Huang Implements Online Changes, Modernizes Bookstore
Published: Thursday, April 26, 2012
Updated: Thursday, November 15, 2012 00:11
Philander Chase envisioned a bookstore integrated with college life, serving students in their education. “Is every young man to be sent hither and thither for a book and perhaps be obliged after all to send to the East before he can be accommodated?” he said in a letter written in 1825. “Surely not. … We must have a bookstore belonging to the Institution and the profits if any be applied to the education of pious young men for the ministry.”
Bookstore Manager Jim Huang, who was hired two years ago, is the newest addition to the nation’s third oldest and longest continually-operating independent bookstore. He is making Chase’s dream a reality.
In his first two years as manager, Huang has introduced rental textbooks and a price-comparison website, and he plans to offer more textbook options for students in the future.
“What we’re hoping is that you’ll be able to walk in, you’ll be able to look at a shelf and you’ll see in front of you a new, used and a rental option,” Huang said.
Huang also hopes to continue investigating the field of digital textbooks. “There’s so much going on there, so much that is exciting and appealing,” he said.
Huang prefers physical books, however. “Amazon is aggressively courting publishers, and they’re trying to get publishers onto the Kindle platform to sell only on the Kindle platform,” Huang said. “What bothers me is the idea that a book can only be purchased from one retailer.” Similarly, many large retailers like Apple refuse to sell small quantities of certain products, like Mac laptops, to a small-scale bookstore. iPhone and iPad chargers, however, have recently been added to the Bookstore’s technological offerings, and the first shipment has already sold out. “It’s hard for us to do the technology itself; it’s easier for us to do the accessories,” Huang said.
Still, Huang hopes to stock laptop-carrying backpacks and a larger selection of non-textbooks in the future. “The technology we’ve been using to run the store has been complete chaos,” Huang said. “We’ve been talking about what we want to do here, and we’ve got some big plans for rearranging during the summer.”
Trisha Davidson, who works at the Bookstore, said the reorganization Huang has set in motion will lead to a much more efficient bookstore. “[Huang] is really in touch with the students because he has a daughter in college and a daughter in high school, so he seems to know what they’re going to buy,” Davidson said. “Some of us are like, ‘Why did he order that?’ But then it’ll sell really quickly. We were shocked when the Harry Potter stuff he ordered flew off the shelves.”

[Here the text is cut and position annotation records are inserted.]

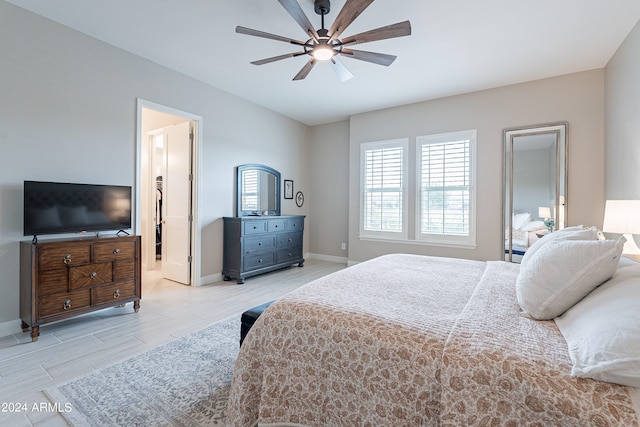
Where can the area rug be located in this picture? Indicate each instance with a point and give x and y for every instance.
(181, 383)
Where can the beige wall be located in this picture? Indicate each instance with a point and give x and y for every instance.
(68, 113)
(329, 190)
(622, 83)
(576, 98)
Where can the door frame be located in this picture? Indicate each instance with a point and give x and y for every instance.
(196, 226)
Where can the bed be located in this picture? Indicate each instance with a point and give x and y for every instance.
(415, 340)
(525, 231)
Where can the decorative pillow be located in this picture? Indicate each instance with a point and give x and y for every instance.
(577, 232)
(603, 331)
(562, 272)
(520, 219)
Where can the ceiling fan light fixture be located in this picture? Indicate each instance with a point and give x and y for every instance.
(323, 52)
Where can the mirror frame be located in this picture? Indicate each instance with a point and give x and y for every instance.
(561, 132)
(262, 168)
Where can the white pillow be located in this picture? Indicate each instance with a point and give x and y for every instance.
(562, 272)
(520, 219)
(603, 331)
(577, 232)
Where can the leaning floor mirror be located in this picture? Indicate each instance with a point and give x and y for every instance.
(535, 185)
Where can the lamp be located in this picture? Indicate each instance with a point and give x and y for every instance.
(623, 217)
(545, 213)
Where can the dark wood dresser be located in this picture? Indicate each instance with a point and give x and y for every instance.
(64, 278)
(259, 244)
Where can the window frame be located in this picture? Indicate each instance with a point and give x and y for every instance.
(403, 144)
(468, 240)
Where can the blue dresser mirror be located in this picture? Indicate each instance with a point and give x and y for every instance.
(259, 239)
(258, 189)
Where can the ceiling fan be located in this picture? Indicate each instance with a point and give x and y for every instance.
(326, 45)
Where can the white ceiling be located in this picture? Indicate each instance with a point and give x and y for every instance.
(456, 46)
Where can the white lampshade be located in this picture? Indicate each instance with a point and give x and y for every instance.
(623, 217)
(544, 212)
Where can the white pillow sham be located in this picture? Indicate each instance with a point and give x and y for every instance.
(577, 232)
(603, 331)
(562, 272)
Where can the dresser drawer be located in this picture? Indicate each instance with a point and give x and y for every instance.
(89, 275)
(253, 262)
(52, 281)
(110, 293)
(254, 227)
(289, 255)
(63, 302)
(276, 225)
(258, 243)
(58, 256)
(289, 240)
(295, 224)
(114, 250)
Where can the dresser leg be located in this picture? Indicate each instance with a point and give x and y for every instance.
(35, 333)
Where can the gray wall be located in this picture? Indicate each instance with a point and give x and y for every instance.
(576, 98)
(623, 120)
(68, 113)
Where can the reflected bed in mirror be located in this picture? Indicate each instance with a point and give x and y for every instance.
(258, 189)
(535, 185)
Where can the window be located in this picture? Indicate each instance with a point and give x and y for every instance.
(383, 189)
(250, 190)
(445, 182)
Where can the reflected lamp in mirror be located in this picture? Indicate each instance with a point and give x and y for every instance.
(623, 217)
(545, 214)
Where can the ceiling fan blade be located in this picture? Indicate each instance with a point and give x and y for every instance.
(343, 73)
(258, 33)
(305, 70)
(277, 58)
(373, 57)
(296, 12)
(350, 11)
(400, 29)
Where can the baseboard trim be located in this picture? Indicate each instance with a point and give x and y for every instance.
(330, 258)
(11, 327)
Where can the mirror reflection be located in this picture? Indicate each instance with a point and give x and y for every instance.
(535, 193)
(258, 190)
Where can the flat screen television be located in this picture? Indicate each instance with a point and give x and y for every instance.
(58, 207)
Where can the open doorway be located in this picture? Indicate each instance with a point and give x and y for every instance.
(167, 191)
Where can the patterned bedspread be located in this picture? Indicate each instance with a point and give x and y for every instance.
(413, 340)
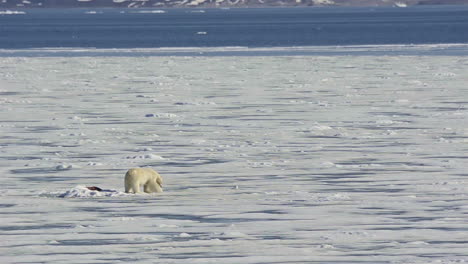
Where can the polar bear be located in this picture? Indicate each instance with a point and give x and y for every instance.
(150, 179)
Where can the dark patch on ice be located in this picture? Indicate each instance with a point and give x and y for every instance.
(34, 171)
(418, 219)
(35, 227)
(275, 212)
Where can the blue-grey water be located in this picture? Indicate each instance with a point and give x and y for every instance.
(267, 27)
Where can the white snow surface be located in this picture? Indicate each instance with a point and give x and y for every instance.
(296, 159)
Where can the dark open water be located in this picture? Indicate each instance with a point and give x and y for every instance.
(269, 27)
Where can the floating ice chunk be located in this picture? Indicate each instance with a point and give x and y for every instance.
(11, 12)
(150, 12)
(65, 167)
(233, 234)
(167, 226)
(162, 115)
(146, 156)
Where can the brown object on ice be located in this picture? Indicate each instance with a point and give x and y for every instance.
(94, 188)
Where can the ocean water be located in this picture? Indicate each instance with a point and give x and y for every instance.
(284, 154)
(266, 27)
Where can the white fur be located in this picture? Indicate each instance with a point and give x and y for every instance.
(149, 178)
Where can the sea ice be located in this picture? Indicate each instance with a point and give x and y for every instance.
(280, 159)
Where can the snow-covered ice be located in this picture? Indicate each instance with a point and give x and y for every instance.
(278, 159)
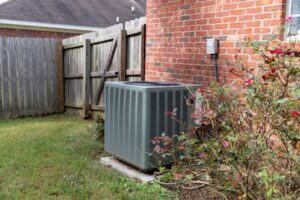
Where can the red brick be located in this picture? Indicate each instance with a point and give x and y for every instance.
(176, 48)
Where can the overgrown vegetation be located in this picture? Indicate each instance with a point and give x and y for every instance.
(245, 138)
(57, 158)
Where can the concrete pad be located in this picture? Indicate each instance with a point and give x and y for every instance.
(126, 170)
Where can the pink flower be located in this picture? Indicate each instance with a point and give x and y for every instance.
(289, 19)
(277, 51)
(194, 115)
(237, 179)
(292, 54)
(295, 114)
(203, 156)
(248, 82)
(225, 144)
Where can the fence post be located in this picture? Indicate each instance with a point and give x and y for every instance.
(143, 52)
(60, 77)
(123, 55)
(86, 79)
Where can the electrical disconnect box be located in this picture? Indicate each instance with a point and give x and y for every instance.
(212, 46)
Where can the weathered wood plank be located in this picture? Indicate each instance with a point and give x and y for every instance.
(60, 77)
(143, 51)
(126, 64)
(108, 65)
(123, 55)
(27, 77)
(86, 79)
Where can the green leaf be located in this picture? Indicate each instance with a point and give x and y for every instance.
(284, 100)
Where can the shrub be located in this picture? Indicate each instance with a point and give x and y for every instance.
(245, 137)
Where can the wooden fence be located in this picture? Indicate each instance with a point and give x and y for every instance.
(116, 53)
(28, 77)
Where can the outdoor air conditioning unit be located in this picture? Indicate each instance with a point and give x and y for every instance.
(135, 113)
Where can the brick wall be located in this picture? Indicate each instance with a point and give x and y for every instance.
(177, 31)
(10, 32)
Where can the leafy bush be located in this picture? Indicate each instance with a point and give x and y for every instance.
(245, 138)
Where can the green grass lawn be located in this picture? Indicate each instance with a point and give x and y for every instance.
(57, 158)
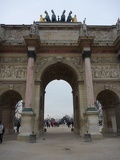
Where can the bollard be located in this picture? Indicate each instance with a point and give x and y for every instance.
(87, 137)
(32, 138)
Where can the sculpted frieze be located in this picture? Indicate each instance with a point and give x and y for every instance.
(104, 60)
(111, 71)
(20, 88)
(13, 59)
(40, 61)
(11, 71)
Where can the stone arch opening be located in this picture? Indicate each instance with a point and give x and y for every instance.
(108, 100)
(8, 100)
(58, 71)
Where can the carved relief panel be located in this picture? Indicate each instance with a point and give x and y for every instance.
(13, 67)
(105, 67)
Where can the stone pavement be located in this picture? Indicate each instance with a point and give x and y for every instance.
(59, 143)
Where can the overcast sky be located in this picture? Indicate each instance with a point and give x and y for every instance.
(97, 12)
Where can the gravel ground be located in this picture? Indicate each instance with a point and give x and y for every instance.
(59, 143)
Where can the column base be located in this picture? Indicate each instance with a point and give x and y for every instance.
(27, 124)
(92, 125)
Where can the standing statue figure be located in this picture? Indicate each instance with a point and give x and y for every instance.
(84, 28)
(69, 18)
(63, 16)
(74, 19)
(42, 19)
(47, 18)
(33, 29)
(53, 16)
(118, 26)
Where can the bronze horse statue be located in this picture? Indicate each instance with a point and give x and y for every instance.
(47, 18)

Huang hopes to continue providing students with the most help in buying textbooks for the lowest prices, as well as other products, which range from greeting cards to bagels. “It wasn’t long ago that this store was on the verge of being sold to Barnes & Noble,” Huang said. “I would hate to have that happen. … If the store is here in five years, I hope that it’s a lot like what we’re doing today, because I think what we offer is valuable to the community.”